In MongoDB, the $sampleRate
aggregation pipeline stage matches a random selection of input documents.
The number of documents selected approximates the sample rate expressed as a percentage of the total number of documents.
The $sampleRate
operator was introduced in MongoDB 4.4.2.
When you use $sampleRate
, you provide the sample rate as a floating point number between 0
and 1
. The selection process uses a uniform random distribution, and the sample rate you provide represents the probability that a given document will be selected as it passes through the pipeline.
Example
Suppose we have a collection called employees
with the following documents:
{ "_id" : 1, "name" : "Bob", "salary" : 55000 } { "_id" : 2, "name" : "Sarah", "salary" : 128000 } { "_id" : 3, "name" : "Fritz", "salary" : 25000 } { "_id" : 4, "name" : "Christopher", "salary" : 45000 } { "_id" : 5, "name" : "Beck", "salary" : 82000 } { "_id" : 6, "name" : "Homer", "salary" : 1 } { "_id" : 7, "name" : "Bartholomew", "salary" : 1582000 } { "_id" : 8, "name" : "Zoro", "salary" : 300000 } { "_id" : 9, "name" : "Xena", "salary" : 382000 }
We can use the $sample
stage to randomly select a specified number of documents from that collection.
Example:
db.employees.aggregate(
[
{
$match: { $sampleRate: 0.33 }
}
]
)
Result:
{ "_id" : 1, "name" : "Bob", "salary" : 55000 } { "_id" : 6, "name" : "Homer", "salary" : 1 } { "_id" : 8, "name" : "Zoro", "salary" : 300000 }
By providing a sample rate of 0.33
, we specified that roughly a third of the documents should be returned.
However, the actual result can vary quite significantly, depending on how many documents are in the collection. Collections with a smaller number of documents will have quite varied results, whereas larger collections should be closer to the expected uniform random distribution.

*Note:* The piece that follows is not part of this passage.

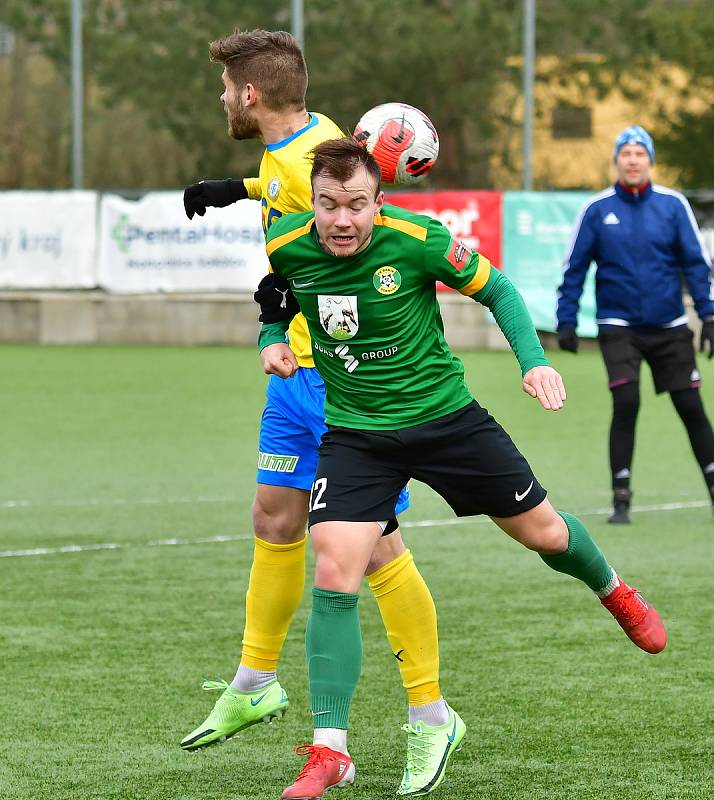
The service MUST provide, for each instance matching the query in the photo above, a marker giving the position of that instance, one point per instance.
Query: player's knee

To demonstrate this, here’s the result set I get when I run the same code again:
{ "_id" : 2, "name" : "Sarah", "salary" : 128000 } { "_id" : 3, "name" : "Fritz", "salary" : 25000 } { "_id" : 4, "name" : "Christopher", "salary" : 45000 } { "_id" : 5, "name" : "Beck", "salary" : 82000 } { "_id" : 6, "name" : "Homer", "salary" : 1 } { "_id" : 7, "name" : "Bartholomew", "salary" : 1582000 }
And again:
{ "_id" : 7, "name" : "Bartholomew", "salary" : 1582000 } { "_id" : 8, "name" : "Zoro", "salary" : 300000 }
And once again:
{ "_id" : 3, "name" : "Fritz", "salary" : 25000 } { "_id" : 6, "name" : "Homer", "salary" : 1 } { "_id" : 7, "name" : "Bartholomew", "salary" : 1582000 }
This is a smaller collection, and so the results vary quite significantly.
If you require an exact number of documents to be returned, use the $sample
stage instead.